THE news that the antiquities department is going to work with the Getty Conservation Institute in Los Angeles partly to look at ways of improving the visitors’ experience of our ancient sites is welcome but long, long overdue.
With our monuments such as Curium and the Paphos mosaics, we Cypriots tend to scoff at the ‘pile of rocks’ the British call Stonehenge. Unadorned stone slabs cannot compare with intricate mosaics and carved columns, the argument goes. But when it comes to bringing alive ancient history, Stonehenge is by far the better place to visit.
It’s a truism to say that the further back in time you go, the more unknowable the past becomes. This means that the vast majority of us who are not part of the archaeological elite need all the help we can get to grasp the true significance of what we see. With its audiovisual guides, its interactive tools, its determination to explain the ancient past, Stonehenge achieves just that. Let’s put it this way, school children enjoy their visits.

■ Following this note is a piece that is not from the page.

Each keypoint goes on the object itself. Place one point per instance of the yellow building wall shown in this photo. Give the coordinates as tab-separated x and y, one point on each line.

The same cannot be said of a school trip to Curium or the Paphos mosaics. Densely printed signs in black and white, meagre in number and either too skimpy in information, or too obtuse are no real aid to understanding. The visitors’ centres — in so far as they exist — are underutilised, providing very little by way of context and explanation. What restive child, or even interested adult, can come away with any real understanding of the rich history they just experienced?
What passes for gift shops consist of little more than a single glass case containing hefty tomes on Cyprus archaeology and perhaps a few pieces of overpriced pottery or jewellery. Compare that to the well-stocked — sometimes overwhelmingly so — gift shops at historical sites elsewhere in Europe. Themed souvenirs from the cheap and tacky to the pricey and hand-crafted cater to all tastes and budgets and often provide work to local artisans. The shops become an integral part of the visit, enrich the visitor experience and are a huge source of revenue, with some of the proceeds being put back into maintaining the site.
It all makes perfect economic and cultural sense. Like countless heads of the now defunct Cyprus Tourism Organisation before him, the new deputy minister of tourism has stressed the need to broaden the tourism sector. The answers to part of that — the sites themselves — are already there. They just need sprucing up. More tourists would visit them willingly and spend more money when they do.
Archaeologists can tend to be an elitist bunch and often seem to believe that a clear explanation equals an inexcusable dumbing down, so perhaps the antiquities department is reluctant to condone what they might argue is the simplification and Disneyfication of our history. We can only hope that the Getty Conservation Institute persuades them otherwise.